Disclaimer! The headline is not SuperGuide’s suggestion but the government’s latest convoluted idea for over-65s.
In the 2017 Federal Budget (released on 9 May 2017), the government announced that it wanted to encourage “some older people to downsize from homes that no longer meet their needs and free up housing stock for young families starting out”.
From 1 July 2018, an Australian aged 65 years or over will be able to make non-concessional (after-tax) contributions into a super fund account (accumulation account), up to a maximum of $300,000, from the proceeds of selling his or her home. If a couple sells their home, they can contribute up to $300,000 each.
Note: A person is only eligible for this measure if they have owned their principal place of residence for a minimum of 10 years.
I think the policy, as it has been announced, is convoluted, because it is indeed complicated, not generous enough, and the individuals choosing to sell their home will potentially lose some, or all, of their Age Pension entitlements (if applicable). In addition, the single person or couple will cop house-selling costs and then get stung with stamp duty when they purchase their smaller home.
Perhaps I am missing something, and perhaps there are some individuals who can see the merit of this measure. The government has only budgeted a cost to revenue of $30 million over 4 years, so it appears the government is not expecting the measure to be snapped up by thousands of retirees.
Let’s assume that the negatives of the policy don’t phase you, and you wouldn’t mind freeing up some cash and downsizing. You may then ask, what about the over-65s work test? Under this measure, the work test would not apply which means retired couples, or a single person, won’t have to worry about satisfying a work test before making super contributions.
Further, the contributions under this measure don’t count towards the annual $100,000 non-concessional contributions (NCCs) cap, so if a person satisfies the work test, they could also make additional NCCs up to the annual cap.
If a person is flush with super savings (and if they are, I can’t see them getting too excited about this new measure), that is, they have a total superannuation balance of more than $1.6 million, then they will still be able to take advantage of this new measure. Under the normal super rules, from 1 July 2017, if a person has $1.6 million or more in super savings they cannot make any non-concessional (after-tax) contributions, but this restriction will not apply if a person aged 65 years or over, sells their home and makes non-concessional contributions to a super account.
For more information on the rules applicable to the downsizing and super proposal see SuperGuide article Contributing super by downsizing your home: 10 issues you need to consider.
Does this downsizing measure sound familiar?
Clearly, Treasurer Scott Morrison does not have a long memory. In the May 2013 Federal Budget, the former ALP government announced a pilot program to assist senior Australians to downsize to a home more suitable to their needs, BUT the big difference with the ALP policy was that downsizing would NOT reduce the individual’s Age Pension entitlements.
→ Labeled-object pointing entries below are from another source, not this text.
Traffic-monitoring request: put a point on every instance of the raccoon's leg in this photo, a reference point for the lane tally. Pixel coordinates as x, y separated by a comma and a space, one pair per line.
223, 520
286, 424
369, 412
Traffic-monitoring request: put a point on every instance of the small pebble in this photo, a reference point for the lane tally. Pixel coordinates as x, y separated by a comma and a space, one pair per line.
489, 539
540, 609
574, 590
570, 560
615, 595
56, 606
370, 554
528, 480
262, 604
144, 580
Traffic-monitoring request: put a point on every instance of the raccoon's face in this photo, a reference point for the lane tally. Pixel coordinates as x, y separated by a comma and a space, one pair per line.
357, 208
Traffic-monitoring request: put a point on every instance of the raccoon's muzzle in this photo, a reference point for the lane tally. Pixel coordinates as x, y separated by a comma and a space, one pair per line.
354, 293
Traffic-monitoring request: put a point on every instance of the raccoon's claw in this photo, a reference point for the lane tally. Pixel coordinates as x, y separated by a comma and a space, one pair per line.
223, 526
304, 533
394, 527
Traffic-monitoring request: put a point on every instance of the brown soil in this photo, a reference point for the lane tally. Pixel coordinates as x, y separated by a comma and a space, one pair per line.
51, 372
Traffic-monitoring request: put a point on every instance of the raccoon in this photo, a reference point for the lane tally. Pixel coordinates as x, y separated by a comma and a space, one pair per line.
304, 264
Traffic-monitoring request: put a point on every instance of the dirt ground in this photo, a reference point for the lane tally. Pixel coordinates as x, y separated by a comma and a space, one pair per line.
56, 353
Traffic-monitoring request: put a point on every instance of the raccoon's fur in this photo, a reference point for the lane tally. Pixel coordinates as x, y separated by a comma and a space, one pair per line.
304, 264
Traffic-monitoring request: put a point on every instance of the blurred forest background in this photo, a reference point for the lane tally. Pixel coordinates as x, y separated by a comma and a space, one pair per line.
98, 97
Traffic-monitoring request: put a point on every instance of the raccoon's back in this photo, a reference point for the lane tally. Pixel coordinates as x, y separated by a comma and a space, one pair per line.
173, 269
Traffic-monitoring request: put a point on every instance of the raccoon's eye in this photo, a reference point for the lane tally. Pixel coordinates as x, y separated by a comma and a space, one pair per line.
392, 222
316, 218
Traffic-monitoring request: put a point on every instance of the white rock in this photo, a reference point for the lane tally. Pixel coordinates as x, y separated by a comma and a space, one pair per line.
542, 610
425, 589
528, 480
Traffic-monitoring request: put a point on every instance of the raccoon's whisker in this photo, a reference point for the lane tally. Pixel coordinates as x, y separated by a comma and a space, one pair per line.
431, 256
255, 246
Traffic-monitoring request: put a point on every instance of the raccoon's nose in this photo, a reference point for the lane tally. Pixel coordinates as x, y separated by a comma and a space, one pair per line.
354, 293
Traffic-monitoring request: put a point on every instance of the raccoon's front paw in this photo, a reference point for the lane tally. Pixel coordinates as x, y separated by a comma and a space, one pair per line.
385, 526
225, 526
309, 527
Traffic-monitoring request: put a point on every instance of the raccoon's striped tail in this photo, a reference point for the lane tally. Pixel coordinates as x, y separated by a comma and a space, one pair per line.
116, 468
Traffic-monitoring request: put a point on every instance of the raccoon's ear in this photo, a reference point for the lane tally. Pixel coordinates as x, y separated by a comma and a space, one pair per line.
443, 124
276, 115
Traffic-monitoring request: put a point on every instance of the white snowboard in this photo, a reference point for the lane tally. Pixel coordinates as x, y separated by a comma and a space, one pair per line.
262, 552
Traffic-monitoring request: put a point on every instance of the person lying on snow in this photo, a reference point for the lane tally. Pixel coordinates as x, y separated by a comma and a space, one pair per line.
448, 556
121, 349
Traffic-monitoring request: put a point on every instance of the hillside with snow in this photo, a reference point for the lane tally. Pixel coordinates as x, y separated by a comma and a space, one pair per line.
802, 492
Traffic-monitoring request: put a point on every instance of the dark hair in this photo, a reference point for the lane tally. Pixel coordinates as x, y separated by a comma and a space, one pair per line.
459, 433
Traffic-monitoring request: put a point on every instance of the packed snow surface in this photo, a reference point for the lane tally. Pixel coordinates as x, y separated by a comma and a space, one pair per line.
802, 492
Background on former ALP government policy: According to the May 2013 Budget papers, “from 1 July 2014, senior Australian home “from 1 July 2014, senior Australian homeowners who have owned their family home for at least 25 years and who decide to downsize will have the option to invest surplus funds (up to $200,000) in an account. The funds invested in the account and earned interest, will be exempt from the Age Pension means test for up to 10 years.”
The ALP version of the measure never became law, and the Liberals won the September 2013 election, and that was the end of that.
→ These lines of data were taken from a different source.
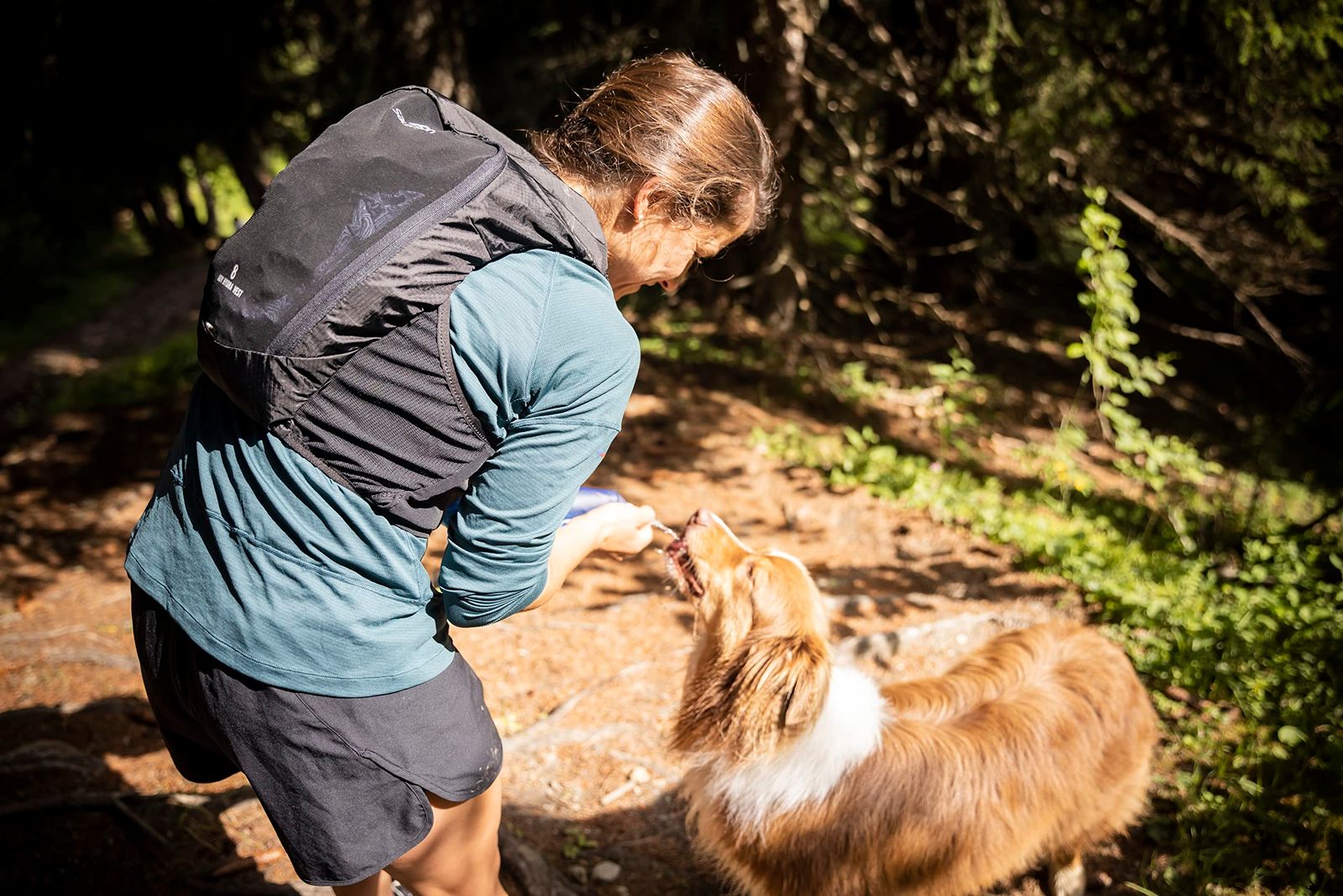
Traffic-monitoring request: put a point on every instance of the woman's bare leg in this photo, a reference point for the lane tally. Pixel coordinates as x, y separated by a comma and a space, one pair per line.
461, 853
379, 884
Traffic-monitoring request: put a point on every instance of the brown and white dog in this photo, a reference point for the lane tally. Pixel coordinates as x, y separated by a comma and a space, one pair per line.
810, 779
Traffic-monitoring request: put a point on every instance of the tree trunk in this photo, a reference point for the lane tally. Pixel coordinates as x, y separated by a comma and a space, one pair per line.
245, 156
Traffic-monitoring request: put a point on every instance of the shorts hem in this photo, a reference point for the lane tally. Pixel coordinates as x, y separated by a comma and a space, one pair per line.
426, 813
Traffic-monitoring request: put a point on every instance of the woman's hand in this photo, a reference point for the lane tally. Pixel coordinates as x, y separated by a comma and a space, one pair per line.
624, 529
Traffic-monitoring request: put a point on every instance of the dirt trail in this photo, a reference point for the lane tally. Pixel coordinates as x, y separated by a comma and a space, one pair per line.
582, 690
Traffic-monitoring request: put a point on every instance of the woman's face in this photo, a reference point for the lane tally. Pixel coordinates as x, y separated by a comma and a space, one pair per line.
648, 248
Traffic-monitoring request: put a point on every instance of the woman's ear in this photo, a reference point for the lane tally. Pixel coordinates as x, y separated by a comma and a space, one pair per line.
645, 197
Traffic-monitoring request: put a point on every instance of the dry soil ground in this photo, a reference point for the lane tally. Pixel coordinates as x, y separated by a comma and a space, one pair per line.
582, 690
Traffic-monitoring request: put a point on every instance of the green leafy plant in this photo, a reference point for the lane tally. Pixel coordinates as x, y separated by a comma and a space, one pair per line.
1170, 467
1255, 636
577, 841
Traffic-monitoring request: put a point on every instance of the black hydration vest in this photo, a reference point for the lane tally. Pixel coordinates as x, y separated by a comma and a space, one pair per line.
326, 317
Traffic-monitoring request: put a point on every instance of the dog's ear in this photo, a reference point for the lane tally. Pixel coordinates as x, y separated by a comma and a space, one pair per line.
776, 688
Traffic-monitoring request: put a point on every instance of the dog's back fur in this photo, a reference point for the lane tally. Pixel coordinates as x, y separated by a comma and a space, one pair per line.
810, 781
1034, 748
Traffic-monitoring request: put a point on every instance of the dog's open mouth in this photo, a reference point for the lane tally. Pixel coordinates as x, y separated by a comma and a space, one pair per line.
682, 569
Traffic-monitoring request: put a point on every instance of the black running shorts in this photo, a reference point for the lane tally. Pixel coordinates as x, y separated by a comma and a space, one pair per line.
342, 779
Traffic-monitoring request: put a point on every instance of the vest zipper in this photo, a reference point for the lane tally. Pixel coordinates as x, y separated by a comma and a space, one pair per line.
382, 253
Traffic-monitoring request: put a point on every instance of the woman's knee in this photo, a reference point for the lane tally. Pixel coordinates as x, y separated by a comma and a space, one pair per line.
460, 856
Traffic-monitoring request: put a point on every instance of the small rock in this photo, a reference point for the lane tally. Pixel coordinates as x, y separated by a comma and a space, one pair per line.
606, 871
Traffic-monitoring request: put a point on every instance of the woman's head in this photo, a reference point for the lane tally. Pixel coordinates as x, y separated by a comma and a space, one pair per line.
673, 159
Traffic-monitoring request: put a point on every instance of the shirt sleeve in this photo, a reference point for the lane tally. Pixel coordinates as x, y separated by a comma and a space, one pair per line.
581, 378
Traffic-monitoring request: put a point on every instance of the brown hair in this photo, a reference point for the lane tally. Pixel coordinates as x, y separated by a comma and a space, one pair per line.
669, 118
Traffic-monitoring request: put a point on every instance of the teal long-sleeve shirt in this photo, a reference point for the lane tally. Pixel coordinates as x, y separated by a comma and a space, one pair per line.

It seems that the same crew in Treasury who advised the ALP government, may be advising the Liberal government, but Treasurer Morrison is coming up with a meaner version of a rehashed policy. And the other super measure in the 2017 Federal Budget, the First Home Super Saver Scheme is another example, of a rehashed, but meaner, Scott Morrison policy (for information on the FHSSS, see SuperGuide article First Home Super Saver Scheme a fizzer, again!).